Manufacturing Efficiency
Efficiency is measured by the Plant Load Factor (PLF) of solar assets. Lower-than-expected PLF is a significant risk to revenue and credit ratings.
Strategic Growth
Expected Growth Rate
Not disclosed%
Growth Strategy
Growth is driven by the Independent Power Producer (IPP) business and EPC contracts. The strategy involves pooling 113 MW of solar assets into a Restricted Group (RG) to stabilize cash flows and utilizing surplus IPP cash to service debt across other business segments.
Products & Services
Solar power (electricity), PV inverters, solar charge controllers, solar junction boxes, rooftop solar installations, and EPC (Engineering, Procurement, and Construction) services.
Brand Portfolio
SWELECT
New Products/Services
The company is issuing up to 303,175 equity shares under the SWELECT Employees Stock Option Scheme 2025 to incentivize and retain key personnel.
Strategic Alliances
The group operates through a co-obligor structure involving SESL and seven subsidiaries (e.g., Swelect Renewable Energy Private Limited) to pool operational solar assets.
External Factors
Industry Trends
The renewable energy industry is growing but faces intense competition and regulatory shifts. SWELECT is positioning itself by diversifying into IPP, manufacturing, and EPC services.
Competitive Landscape
Intense competition from both domestic and international players in solar module manufacturing and power generation.
Competitive Moat
Moat is built on 30+ years of promoter experience and a diversified business model. The co-obligor structure for 113 MW of assets provides a durable financial advantage by stabilizing debt servicing.
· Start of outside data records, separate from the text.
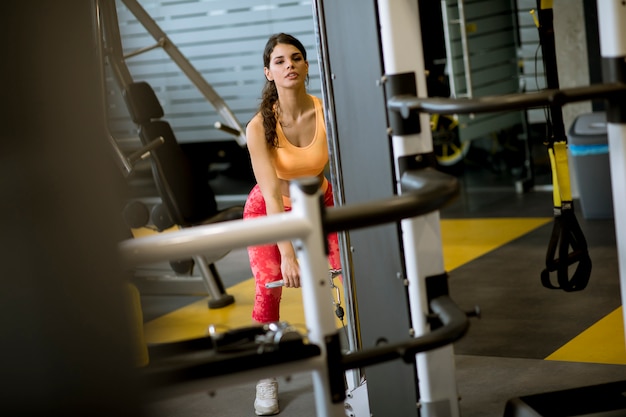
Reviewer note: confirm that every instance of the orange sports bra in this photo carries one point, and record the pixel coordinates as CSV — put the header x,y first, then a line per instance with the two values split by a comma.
x,y
292,161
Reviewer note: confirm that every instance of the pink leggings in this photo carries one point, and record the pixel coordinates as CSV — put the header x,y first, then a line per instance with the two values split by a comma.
x,y
265,260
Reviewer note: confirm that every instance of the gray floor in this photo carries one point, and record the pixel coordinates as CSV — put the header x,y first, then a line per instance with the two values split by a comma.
x,y
485,384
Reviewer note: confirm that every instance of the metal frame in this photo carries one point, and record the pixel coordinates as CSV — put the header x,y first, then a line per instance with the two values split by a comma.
x,y
307,225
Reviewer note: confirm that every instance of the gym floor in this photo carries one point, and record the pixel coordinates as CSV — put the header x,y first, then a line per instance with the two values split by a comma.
x,y
529,339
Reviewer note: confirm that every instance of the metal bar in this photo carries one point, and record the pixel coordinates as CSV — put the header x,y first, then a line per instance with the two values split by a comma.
x,y
455,325
505,102
465,47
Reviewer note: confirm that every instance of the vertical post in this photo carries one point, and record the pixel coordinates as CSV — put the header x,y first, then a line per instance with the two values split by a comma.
x,y
612,24
401,40
317,297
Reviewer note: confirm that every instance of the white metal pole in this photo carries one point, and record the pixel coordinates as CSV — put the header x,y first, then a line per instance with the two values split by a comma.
x,y
402,52
612,26
316,292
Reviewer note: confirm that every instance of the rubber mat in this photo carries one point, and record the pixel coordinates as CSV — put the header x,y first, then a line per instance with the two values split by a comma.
x,y
522,319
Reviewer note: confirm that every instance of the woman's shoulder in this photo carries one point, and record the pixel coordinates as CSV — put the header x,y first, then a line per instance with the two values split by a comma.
x,y
256,122
316,99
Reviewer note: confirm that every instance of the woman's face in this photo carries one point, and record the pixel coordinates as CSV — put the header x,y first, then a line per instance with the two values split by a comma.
x,y
287,66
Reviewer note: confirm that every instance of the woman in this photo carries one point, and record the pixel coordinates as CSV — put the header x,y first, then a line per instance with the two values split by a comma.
x,y
286,140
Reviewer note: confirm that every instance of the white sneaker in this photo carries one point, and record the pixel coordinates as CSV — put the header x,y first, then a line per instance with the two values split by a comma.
x,y
266,402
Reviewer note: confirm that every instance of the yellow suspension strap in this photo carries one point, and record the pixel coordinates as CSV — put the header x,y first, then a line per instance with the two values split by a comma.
x,y
566,231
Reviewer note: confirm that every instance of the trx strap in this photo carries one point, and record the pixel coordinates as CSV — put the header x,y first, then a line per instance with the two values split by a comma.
x,y
566,231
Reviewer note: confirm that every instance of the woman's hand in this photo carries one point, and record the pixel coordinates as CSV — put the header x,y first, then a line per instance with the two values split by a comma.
x,y
291,272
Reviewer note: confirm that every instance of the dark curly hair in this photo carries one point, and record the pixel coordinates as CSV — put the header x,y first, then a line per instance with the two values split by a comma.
x,y
269,95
Macro Economic Sensitivity
Sensitive to regulatory changes in the renewable energy sector and state-level power policies.
Consumer Behavior
Increasing demand for rooftop solar and renewable energy installations among commercial and industrial consumers.
Regulatory & Governance
Industry Regulations
Operations are governed by the Companies Act 2013 (Sections 196, 197, 198) regarding managerial remuneration and SEBI (LODR) Regulations for listing and disclosure.
Risk Analysis
Key Uncertainties
Climatic conditions affecting solar PLF (impacts revenue by ~5-10% if PLF drops) and regulatory changes in solar tariffs.
Geographic Concentration Risk
Concentrated in India, with significant administrative and operational presence in Tamil Nadu.
Third Party Dependencies
Dependency on state DISCOMs for timely payments of power generation invoices.
Technology Obsolescence Risk
Risk of evolving solar cell and inverter technologies requiring frequent manufacturing upgrades.
Credit & Counterparty Risk
Offtake risk is considered low due to established PPAs, but payment delays from DISCOMs remain a monitorable risk.